Is That All There Is? How Neuroscience Confirms the Most Ancient Myths About Music

How Neuroscience Confirms the Most Ancient Myths About Music (Honest Broker)

People often talk to me about music, so I’m not surprised when friends ask me about specific songs. But I found it uncanny—and actually unsettling—when two elderly individuals very close to me, both in poor health and near death, mentioned the same obscure song.

These two individuals never met each other, and lived thousands of miles apart, but in their final days they both wanted to talk about the same record from more than fifty years ago.
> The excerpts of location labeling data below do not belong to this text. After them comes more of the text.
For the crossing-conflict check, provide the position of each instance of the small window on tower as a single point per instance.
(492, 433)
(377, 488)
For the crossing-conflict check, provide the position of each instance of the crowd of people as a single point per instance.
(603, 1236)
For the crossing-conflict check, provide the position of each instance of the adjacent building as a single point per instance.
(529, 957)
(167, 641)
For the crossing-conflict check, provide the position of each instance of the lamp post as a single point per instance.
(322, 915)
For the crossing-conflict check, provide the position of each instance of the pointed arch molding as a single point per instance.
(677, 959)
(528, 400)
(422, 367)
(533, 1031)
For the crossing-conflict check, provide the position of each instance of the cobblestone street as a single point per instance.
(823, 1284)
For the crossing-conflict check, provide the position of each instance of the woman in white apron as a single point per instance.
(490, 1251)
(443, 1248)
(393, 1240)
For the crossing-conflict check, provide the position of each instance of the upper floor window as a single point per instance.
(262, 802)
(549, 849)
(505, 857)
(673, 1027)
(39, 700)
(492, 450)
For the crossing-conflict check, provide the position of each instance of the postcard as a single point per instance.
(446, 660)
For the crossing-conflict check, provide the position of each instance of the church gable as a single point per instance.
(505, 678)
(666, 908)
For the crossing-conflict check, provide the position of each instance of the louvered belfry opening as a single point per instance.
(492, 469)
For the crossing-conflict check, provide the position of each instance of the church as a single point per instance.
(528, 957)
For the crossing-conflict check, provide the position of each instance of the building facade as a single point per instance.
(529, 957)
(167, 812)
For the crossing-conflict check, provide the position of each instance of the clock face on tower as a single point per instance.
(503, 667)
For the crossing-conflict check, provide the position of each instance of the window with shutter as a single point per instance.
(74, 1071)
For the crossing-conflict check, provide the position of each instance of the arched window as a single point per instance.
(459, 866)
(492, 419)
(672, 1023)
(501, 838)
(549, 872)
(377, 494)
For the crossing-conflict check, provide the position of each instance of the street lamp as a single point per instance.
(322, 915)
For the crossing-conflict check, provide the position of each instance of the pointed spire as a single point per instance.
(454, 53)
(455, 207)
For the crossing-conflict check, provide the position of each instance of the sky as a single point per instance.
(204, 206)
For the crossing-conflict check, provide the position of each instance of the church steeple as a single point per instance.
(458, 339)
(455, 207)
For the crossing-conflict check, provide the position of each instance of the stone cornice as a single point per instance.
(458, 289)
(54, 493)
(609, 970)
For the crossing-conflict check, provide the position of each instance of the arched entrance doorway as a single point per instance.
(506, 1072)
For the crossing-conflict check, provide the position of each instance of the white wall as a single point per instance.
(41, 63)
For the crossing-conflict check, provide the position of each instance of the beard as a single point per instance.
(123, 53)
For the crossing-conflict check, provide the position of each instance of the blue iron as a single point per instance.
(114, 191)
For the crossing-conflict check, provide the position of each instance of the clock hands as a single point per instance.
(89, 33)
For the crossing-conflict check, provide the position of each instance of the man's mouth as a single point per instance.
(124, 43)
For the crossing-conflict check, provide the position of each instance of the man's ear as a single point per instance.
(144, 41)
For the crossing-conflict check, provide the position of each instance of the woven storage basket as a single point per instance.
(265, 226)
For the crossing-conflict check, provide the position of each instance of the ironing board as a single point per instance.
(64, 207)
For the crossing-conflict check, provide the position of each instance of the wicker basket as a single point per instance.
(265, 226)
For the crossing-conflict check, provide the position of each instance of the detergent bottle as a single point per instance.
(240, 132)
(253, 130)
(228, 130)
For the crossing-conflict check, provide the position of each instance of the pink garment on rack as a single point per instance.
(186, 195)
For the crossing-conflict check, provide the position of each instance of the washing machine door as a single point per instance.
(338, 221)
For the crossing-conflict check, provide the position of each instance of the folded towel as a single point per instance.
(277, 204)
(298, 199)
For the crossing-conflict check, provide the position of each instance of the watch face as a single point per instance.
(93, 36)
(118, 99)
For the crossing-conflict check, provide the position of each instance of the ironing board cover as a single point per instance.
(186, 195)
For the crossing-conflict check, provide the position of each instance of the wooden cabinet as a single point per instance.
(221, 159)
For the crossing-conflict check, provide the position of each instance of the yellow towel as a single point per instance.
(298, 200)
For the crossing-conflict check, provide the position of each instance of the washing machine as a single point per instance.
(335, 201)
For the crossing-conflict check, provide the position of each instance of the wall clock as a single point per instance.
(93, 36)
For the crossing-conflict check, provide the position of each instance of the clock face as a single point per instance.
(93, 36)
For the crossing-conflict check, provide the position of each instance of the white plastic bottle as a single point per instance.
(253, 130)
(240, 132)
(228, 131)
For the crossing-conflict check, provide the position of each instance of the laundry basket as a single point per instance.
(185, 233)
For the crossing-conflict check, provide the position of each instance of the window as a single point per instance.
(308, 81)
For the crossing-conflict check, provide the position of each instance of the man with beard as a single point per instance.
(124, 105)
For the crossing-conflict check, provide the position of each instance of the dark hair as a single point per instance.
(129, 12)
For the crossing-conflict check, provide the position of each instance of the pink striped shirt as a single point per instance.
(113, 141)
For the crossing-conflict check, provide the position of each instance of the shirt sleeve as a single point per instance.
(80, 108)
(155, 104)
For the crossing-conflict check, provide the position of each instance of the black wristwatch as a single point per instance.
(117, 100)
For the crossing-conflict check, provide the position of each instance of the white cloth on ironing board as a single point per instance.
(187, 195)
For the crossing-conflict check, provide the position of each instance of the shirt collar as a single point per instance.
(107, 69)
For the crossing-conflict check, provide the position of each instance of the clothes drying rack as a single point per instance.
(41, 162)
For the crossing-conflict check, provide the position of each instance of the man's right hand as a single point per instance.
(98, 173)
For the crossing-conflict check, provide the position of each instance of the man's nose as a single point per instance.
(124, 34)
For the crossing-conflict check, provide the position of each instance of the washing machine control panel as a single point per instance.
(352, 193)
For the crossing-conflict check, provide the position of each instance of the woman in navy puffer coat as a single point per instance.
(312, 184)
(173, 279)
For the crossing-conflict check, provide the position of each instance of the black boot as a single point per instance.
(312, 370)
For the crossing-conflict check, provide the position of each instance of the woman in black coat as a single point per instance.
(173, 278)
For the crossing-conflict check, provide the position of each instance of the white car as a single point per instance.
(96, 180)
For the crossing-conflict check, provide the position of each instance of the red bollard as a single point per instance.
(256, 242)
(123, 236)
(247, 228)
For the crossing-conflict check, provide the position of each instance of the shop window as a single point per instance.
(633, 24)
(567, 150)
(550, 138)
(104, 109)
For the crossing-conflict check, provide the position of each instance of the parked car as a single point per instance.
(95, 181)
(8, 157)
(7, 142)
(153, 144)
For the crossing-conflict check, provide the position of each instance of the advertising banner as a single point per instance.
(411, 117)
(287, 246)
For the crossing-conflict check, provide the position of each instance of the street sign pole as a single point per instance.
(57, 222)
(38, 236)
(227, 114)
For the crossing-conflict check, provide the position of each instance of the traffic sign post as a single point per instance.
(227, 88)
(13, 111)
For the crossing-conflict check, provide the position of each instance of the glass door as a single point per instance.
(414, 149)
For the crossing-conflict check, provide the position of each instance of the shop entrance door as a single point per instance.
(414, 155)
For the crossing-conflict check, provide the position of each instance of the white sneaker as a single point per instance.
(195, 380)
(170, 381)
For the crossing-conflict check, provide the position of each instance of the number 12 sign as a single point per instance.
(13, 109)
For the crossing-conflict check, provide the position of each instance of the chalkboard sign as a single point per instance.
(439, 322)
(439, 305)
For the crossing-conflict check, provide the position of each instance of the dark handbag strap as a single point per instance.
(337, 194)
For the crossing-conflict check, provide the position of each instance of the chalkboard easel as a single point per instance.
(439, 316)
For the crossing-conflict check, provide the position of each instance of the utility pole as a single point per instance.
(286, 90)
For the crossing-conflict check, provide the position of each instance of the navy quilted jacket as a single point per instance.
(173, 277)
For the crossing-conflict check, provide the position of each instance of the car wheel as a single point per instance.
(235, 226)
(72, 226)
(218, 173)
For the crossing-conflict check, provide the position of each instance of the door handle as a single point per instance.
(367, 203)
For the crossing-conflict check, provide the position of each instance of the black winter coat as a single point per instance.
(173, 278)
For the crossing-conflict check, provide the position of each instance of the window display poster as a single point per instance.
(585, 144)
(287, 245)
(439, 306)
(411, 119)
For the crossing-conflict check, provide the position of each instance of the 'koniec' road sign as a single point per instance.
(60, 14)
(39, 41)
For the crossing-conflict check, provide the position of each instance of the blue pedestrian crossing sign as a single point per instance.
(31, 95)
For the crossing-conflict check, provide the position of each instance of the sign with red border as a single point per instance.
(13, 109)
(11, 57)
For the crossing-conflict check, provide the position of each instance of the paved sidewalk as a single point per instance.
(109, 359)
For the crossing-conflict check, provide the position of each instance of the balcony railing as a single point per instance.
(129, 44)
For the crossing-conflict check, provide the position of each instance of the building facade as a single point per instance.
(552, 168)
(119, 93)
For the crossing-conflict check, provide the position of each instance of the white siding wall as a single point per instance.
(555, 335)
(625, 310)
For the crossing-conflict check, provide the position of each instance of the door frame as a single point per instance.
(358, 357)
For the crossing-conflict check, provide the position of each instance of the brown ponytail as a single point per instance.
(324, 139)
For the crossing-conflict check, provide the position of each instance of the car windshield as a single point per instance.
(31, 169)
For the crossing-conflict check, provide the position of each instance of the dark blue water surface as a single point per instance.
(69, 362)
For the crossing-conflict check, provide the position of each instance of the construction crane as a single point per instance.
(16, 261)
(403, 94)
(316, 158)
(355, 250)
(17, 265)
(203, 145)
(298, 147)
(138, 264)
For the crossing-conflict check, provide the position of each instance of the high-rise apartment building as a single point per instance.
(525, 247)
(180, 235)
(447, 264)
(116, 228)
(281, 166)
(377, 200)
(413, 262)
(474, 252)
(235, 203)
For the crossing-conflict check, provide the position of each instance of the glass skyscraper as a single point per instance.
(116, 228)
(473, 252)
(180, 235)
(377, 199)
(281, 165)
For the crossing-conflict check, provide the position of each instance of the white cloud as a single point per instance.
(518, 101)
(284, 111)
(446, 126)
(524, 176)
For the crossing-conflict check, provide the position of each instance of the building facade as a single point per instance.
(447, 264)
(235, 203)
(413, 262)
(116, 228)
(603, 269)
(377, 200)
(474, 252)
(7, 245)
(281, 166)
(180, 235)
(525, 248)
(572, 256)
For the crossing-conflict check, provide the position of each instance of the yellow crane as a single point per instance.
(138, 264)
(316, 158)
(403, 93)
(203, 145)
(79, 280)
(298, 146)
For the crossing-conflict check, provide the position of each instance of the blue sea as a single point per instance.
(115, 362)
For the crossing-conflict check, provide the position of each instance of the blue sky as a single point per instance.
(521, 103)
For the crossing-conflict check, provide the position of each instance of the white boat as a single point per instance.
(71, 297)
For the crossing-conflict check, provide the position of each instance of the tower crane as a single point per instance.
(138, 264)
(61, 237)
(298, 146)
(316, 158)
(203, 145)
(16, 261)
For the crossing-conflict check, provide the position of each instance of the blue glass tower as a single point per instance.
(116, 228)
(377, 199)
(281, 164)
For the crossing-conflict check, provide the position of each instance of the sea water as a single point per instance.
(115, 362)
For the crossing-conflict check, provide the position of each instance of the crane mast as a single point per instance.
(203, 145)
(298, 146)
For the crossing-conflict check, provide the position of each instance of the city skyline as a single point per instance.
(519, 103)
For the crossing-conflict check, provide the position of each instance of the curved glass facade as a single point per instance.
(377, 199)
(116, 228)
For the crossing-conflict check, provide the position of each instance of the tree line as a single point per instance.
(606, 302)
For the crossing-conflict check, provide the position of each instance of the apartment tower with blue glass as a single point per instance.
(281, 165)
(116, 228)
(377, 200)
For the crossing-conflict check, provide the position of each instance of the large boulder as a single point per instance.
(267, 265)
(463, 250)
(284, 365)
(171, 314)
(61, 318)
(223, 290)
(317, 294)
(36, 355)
They told me that the lyrics of this pop tune captured their melancholy reflections on what had gone wrong in their lives.

The song in question, “Is That All There Is?,” had been a modest hit for vocalist Peggy Lee in 1969, but never quite reached the top ten. I’m hardly surprised by that. It was the era of Woodstock and psychedelic rock, and a gloomy song of this sort had nothing in common with the upbeat youth movement that was defining the musical culture of the day.

The track is mostly a semi-spoken monologue, interrupted by sung interludes on the meaninglessness of life—capped by a complaint that “I’m not ready for that final disappointment.” I consider it the mirror image of Frank Sinatra’s “My Way,” a more successful hit of the same era, which celebrates a triumphant life full of victories and self-actualization.

If you never got the chance to do things your way, this is your song.